I noticed in its 1982-83 program it supported 13 projects for the year and spent $89,668. During 1983-84 it will spend $128,499. I notice in that year its priorities, in order, were: Bee breeding; bee diseases; pollination as a service to horticulture and agriculture; pesticide hazards; bee nutrition; production of honey and hive products; and honey quality. All of those are very important items and demonstrate that it is a grass roots organisation. It considers the things that are fundamental to the industry and fundamental to the way that it fits in with the other areas which are so important, particularly in regard to pollination of seed crops. It is also important that we maintain and support an export industry. It needs to have access to international markets. I find it quite incongruous that on the one hand the Government provides money to support the Research Committee and on the other has produced a Bill to slug the industry for enormous export inspection charges which will more than take back that money . I think it is absolutely crazy. I have had the pleasure of assisting the Tasmanian exporters to form themselves into a Tasmanian honey exporters association. I hope to assist them and their interstate colleagues further in trying to get more help and consideration from the Government in this regard.

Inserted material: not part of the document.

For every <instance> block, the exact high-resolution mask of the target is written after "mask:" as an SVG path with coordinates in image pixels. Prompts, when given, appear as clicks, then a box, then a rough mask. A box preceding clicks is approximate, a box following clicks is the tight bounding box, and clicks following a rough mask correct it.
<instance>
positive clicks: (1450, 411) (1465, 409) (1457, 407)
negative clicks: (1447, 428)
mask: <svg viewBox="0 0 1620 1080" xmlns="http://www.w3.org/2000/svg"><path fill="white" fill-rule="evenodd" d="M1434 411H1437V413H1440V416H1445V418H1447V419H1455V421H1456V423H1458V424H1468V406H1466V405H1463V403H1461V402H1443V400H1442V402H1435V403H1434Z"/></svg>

I commend the industry and the Research Committee. I urge the Government at this stage, before we deal with the legislation, to consider what it is doing to this little industry which is so important to a host of other industries. The apple and pear industry, the small fruits industry, the rape seed industry and the sunflower industry all depend entirely on having an active, enterprising, beekeeping industry. To confront it now with the schedule of charges that is laid down on export honey is quite unreasonable, if we expect it to do so much of what it does more or less for nothing. In many cases the beekeepers cart bees from one end of the country to another to provide a service to other industries for which they get no re- compense. I believe that because of its size and what it does, it deserves a little extra consideration.